Did you enjoy those fun facts about cabbage? In celebration of National Cabbage Day, let’s look at how this crispy, crunchy vegetable came into our lives. Here’s a rundown of cabbage plant history for you to digest while you’re planning that favorite National Cabbage Day dish.
Cabbage Plant History
When we look at the history of cabbage, we must first understand that many modern vegetables of the Brassica genus stemmed from what is known as wild or ancestral cabbage. These divergent species include kale, kohlrabi, cauliflower, broccoli and Brussels sprouts, as well as the heading cabbages we know and love.
Our love affair with cabbage-type plants began thousands of years ago, perhaps even dating back to the time when ancient humans first decided to grow their own veggies instead of roaming the countryside in search of edible cuisine.

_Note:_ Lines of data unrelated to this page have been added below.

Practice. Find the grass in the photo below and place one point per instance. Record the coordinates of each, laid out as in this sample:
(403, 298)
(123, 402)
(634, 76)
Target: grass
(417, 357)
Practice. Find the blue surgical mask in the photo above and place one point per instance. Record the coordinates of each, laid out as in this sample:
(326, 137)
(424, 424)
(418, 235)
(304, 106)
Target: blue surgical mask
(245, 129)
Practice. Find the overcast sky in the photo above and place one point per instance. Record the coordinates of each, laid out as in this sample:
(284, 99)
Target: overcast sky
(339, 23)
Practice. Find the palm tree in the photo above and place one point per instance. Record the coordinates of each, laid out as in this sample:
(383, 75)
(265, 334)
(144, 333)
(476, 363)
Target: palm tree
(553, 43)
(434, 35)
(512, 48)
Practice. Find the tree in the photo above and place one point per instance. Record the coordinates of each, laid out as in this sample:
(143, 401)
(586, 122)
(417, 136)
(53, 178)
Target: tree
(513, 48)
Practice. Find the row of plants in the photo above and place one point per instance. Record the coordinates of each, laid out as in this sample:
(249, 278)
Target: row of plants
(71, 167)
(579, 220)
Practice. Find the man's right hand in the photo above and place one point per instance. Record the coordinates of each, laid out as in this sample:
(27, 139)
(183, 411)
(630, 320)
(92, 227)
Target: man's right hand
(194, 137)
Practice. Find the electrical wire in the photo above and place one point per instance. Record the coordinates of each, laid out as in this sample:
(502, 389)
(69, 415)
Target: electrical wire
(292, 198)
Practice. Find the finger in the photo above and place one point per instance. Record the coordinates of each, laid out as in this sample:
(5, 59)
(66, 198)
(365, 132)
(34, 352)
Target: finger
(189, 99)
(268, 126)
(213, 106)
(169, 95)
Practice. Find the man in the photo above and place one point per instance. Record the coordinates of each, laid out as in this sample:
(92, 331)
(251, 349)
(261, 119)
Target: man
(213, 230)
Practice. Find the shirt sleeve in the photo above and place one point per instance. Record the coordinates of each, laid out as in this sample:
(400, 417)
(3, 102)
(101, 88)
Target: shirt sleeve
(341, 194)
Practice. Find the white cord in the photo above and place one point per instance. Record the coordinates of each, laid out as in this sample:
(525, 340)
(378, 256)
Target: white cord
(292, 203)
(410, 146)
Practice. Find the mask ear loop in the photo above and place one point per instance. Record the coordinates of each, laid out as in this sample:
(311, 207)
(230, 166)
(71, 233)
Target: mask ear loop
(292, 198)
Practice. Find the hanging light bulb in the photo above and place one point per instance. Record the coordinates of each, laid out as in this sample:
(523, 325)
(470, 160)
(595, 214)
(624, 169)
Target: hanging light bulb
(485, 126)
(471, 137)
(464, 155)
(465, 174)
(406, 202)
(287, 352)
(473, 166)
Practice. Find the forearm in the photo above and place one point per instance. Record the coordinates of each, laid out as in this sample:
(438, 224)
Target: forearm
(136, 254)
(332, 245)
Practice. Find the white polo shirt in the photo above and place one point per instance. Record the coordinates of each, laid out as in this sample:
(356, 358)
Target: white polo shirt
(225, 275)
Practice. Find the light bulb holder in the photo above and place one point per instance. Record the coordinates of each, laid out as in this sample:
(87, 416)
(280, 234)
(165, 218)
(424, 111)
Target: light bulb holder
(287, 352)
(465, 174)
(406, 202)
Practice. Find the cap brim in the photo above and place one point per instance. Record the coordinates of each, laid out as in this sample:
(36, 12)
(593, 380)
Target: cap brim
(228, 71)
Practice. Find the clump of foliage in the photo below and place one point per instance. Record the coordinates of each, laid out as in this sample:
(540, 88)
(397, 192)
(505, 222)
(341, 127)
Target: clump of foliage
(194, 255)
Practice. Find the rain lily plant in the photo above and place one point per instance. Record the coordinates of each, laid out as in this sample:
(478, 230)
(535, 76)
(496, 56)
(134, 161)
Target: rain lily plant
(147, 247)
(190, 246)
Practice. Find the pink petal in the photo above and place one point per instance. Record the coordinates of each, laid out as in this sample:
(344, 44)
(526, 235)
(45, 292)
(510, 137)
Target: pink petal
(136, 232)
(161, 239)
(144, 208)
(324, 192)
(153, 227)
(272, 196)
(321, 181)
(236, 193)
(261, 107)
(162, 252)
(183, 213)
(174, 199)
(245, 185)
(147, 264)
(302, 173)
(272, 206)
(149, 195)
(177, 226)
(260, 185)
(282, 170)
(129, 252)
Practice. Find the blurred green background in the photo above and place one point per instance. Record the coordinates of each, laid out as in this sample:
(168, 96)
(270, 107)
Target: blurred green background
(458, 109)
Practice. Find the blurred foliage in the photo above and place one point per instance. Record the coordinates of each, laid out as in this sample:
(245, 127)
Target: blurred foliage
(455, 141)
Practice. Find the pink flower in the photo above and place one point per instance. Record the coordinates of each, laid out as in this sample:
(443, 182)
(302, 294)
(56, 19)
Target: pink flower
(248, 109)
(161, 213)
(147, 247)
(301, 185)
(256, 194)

Ancestral cabbage plants are believed to have originated somewhere around the Eastern Mediterranean area of Europe, but their native habitat may have extended into Asia Minor as well.
Ancestral or wild cabbages were leafy plants, so it makes sense that kale was most likely the first to be domesticated. This divergence in the family tree resulted from the selection of plants with bigger and bigger leaves. If you like kale, you’re not alone. It’s believed gardeners have been growing this leafy green for more than 4,000 years.
Now, if you think it takes forever for the heads to appear on your home-grown cabbages, our gardening ancestors had a much longer wait. Further plant selection, and perhaps an unexpected mutation, eventually produced primitive forms of heading cabbage. Scientists believe this type of cabbage, which yielded a tight cluster of leaves at the top center of the stem, was possibly a distinct type by the first century CE.
It took a while longer for the distinctive hard-heading cabbages to appear. It wasn’t until the 13th century that round headed forms of cabbage are mentioned in literature. Written documentation from England places red varieties of cabbage in existence during the 1500’s. But it wasn’t until the 17th century when flat varieties of green cabbages were first described. Conical headed cabbages appeared the following century.
Today, there are over 400 cultivars of cabbage grown worldwide. So, whether you like the crinkly leaves of savoy, the conical shape of Early Jersey Wakefield or luscious color of Red Acre, there’s a variety of cabbage just for you. Now that’s something to celebrate!